The ACT government is considering changing a law which could come into place prior the retrial of former Liberal staffer Bruce Lehrmann after an “anomaly” was noted by the Director of Public Prosecutions.
Alleged victims of sexual assault are given the choice to give evidence in the courtroom or have it recorded in a remote witness room by audiovisual link.
However, only those who have chosen to have their evidence recorded in the remote room are allowed to have it resused in a retrial.
Those who choose to give evidence in person are faced with the prospect of having to face court again, something that’s described as a “structural cost” to witnesses, according to ACT Director of Public Prosecutions Shane Drumgold.
“In the case of a retrial, the power to rely on the recorded evidence is limited to where a relevant witness does not elect to give evidence in the courtroom,” Mr Drumgold said in a letter to the ACT Attorney-General Shane Rattenbury.
“In other words, there appears to be a structural cost to a witness choosing to give evidence in a courtroom.”
The law could be changed before Bruce Lehrmann is due to face court again after the high profile rape trial was aborted earlier this year.
Chief Justice Lucy McCallum was forced to discharge all 12 jurors in the trial after an academic paper was found in one of their belongings.
Mr Lehrmann is accused of raping former Liberal staffer Brittany Higgins at Parliament House.

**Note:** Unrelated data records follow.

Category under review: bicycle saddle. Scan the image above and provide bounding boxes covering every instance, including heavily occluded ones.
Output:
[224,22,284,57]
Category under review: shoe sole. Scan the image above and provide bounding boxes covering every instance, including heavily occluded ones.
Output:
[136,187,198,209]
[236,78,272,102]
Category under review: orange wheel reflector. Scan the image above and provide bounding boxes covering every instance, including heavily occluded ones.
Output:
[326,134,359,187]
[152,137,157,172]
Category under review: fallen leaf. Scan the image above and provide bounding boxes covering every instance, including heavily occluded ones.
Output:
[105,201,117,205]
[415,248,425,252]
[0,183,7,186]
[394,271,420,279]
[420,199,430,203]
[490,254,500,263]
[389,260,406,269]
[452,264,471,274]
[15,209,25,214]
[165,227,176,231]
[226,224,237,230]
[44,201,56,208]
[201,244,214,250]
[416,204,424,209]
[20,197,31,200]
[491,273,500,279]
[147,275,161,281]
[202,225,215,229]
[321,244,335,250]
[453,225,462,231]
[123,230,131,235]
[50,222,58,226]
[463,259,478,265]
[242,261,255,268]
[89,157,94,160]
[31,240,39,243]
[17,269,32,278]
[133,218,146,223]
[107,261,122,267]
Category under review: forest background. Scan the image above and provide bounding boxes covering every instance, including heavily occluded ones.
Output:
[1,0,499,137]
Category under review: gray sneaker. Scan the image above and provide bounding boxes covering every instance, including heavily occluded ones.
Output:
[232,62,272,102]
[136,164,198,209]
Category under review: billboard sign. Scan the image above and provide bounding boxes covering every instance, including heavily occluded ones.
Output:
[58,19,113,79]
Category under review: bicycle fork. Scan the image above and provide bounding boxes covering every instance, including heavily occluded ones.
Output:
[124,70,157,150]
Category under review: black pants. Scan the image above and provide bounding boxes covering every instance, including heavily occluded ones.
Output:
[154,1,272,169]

Mr Lehrmann, 27, has pleaded not guilty to sexual intercourse with Ms Higgins without her consent and being reckless to her consent in the early hours of March 23, 2019.
Ms Higgins opted to give the majority of her evidence in person in the initial trial, meaning she could be expected to have to face the courtroom again in the retrial if the law isn’t changed.
Mr Drumgold seeks an “urgent amendment” to the law, who argued that there “appears to be no rational reason to treat witnesses who give evidence in the courtroom differently”.
“I have confirmed that there is no technological barrier to recording both visually and audibly when giving evidence in a courtroom, so the limitation in s69(1) [the law] appears an unintended penalty for witnesses, particularly sexual assault complainants who choose to give evidence in the courtroom,” Mr Drumgold said about the law.
The ACT Government has confirmed it is considering amendments to the Evidence Act after Mr Drumgold raised the “systemic omission” related to four cases.
“This proposal reflects the ACT Government’s longstanding commitment to reduce barriers to providing evidence in court proceedings, while maintaining fairness for an accused person,” a spokesperson said.
“A letter regarding the draft bill has been sent to stakeholders for comment, including the lawyers for any parties this law change could affect.
“If the Bill proceeds, we expect it would be debated in the 2023 parliamentary sittings, to allow for the usual time taken for a Committee to consider proposed legislation.”
The new trial is set for February 20 next year, with the ACT’s Legislative Assembly to sit in early February, meaning there is potential for changes to take affect beforehand.